Раньше (в далёкие добуддийские времена) в Боне была своя линия учения Дзогчен, от которой остались некоторые строки писаний.
И нынешние учения и практики Дзогчен в Бон взяты (врозрождены) из буддийской линии учения данного Гарабом Дорже.
Поэтому, нет, по большому счёту, никакой разницы от кого получать учение, лишь бы был компетентный учитель, представляющий аутентичную линию передачи.
К тому же, возможно, что буддийских учителей Дзогчена встретить легче, чем бонских. Хотя... это уже мои догадки  :Smilie: 
А о доверии к Бон кугу хунг уже написал мнение ЕСДЛ.

----------


## Грег

> Бонпо - не буддизм.
> С темже успехом можно было написать и про нирдакик.


Во времена Падмасабхавы - да!
А современный Бон очень много вобрал в себя от буддизма. Поэтому и существует такое мнение ЕСДЛ.
А уж о Дзогчене вообще нет смысла говорить как о буддийском или небуддийском. Это самостоятельное учение, суть которорого может даваться в рамках практически любых учений.
В настоящее время, мы имеем то, что Дзогчен даётся в рамках буддийского учения. Но это не значит, что Дзогчен только буддийское учение.  :Smilie:

----------


## куру хунг

> В настоящее время мы имеем то, что Дзогчен даётся в рамках буддийского учения. Но это не значит, что Дзогчен только буддийское учение.

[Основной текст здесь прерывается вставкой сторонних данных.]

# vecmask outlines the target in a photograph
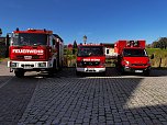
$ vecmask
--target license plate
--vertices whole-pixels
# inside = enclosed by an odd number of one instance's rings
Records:
[[[24,59],[32,59],[32,56],[24,56]]]
[[[143,70],[135,70],[135,72],[143,72]]]
[[[24,69],[33,69],[33,68],[32,68],[32,67],[27,67],[27,66],[26,66],[26,67],[24,67]]]
[[[88,71],[93,71],[94,70],[94,68],[88,68]]]

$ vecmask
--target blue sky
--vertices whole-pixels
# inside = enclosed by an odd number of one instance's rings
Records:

 Но..., как бы это не казалось противоречием, вышесказанному, Дзогчен-....это всё же буддистское учение. В контексте понимания всех путей освобождения, понимаемого с точки зрения Ати-йоги, как пути вклячающему в себя все колесницы. Наверное малопонятно для последователей причинных колесниц. Но тем не менее, оно так, вот. Лучше сказать, как-то без противоречий нифига не получаеться.

----------


## Ондрий

Согласен со всеми выше-высказавшимися  :Smilie: 

- Бон во времена Падмасамбхавы - не буддийский. Насколько он "похож" на буддизм не мне судить.
- %ы похожести считать у бон, все равно, что считать %ы похожести у какого-нибудь индуиста, на основании того, что "до кучи" получил передачи и от буддистов.  Анагарику все пинают, хотя он получал передачи от совсем разбуддийских Лам. Его школу будем считать 6й традицией?  :Smilie:  Передачи - да, традиция в целом - нет.
- Если ЕСДЛ считает так о бон - я волен считать иначе, вместе со своими Ламами, которые нам рассказывали что бон, это не  буддизм  :Smilie: 
- Ссылаться в этом вопросе на ЕСДЛ, тоже самое что принимать его заявления за руководство к действию относительно того, что "христианам лучше оставаться христианами".
- Убеждать меня тут не нужно (голяк  :Smilie:  ) - подобные завления есть не более чем вынужденно-политические: консолидация тибетского обсчества, тюси-пуси с Западом (про христиан) и прочее.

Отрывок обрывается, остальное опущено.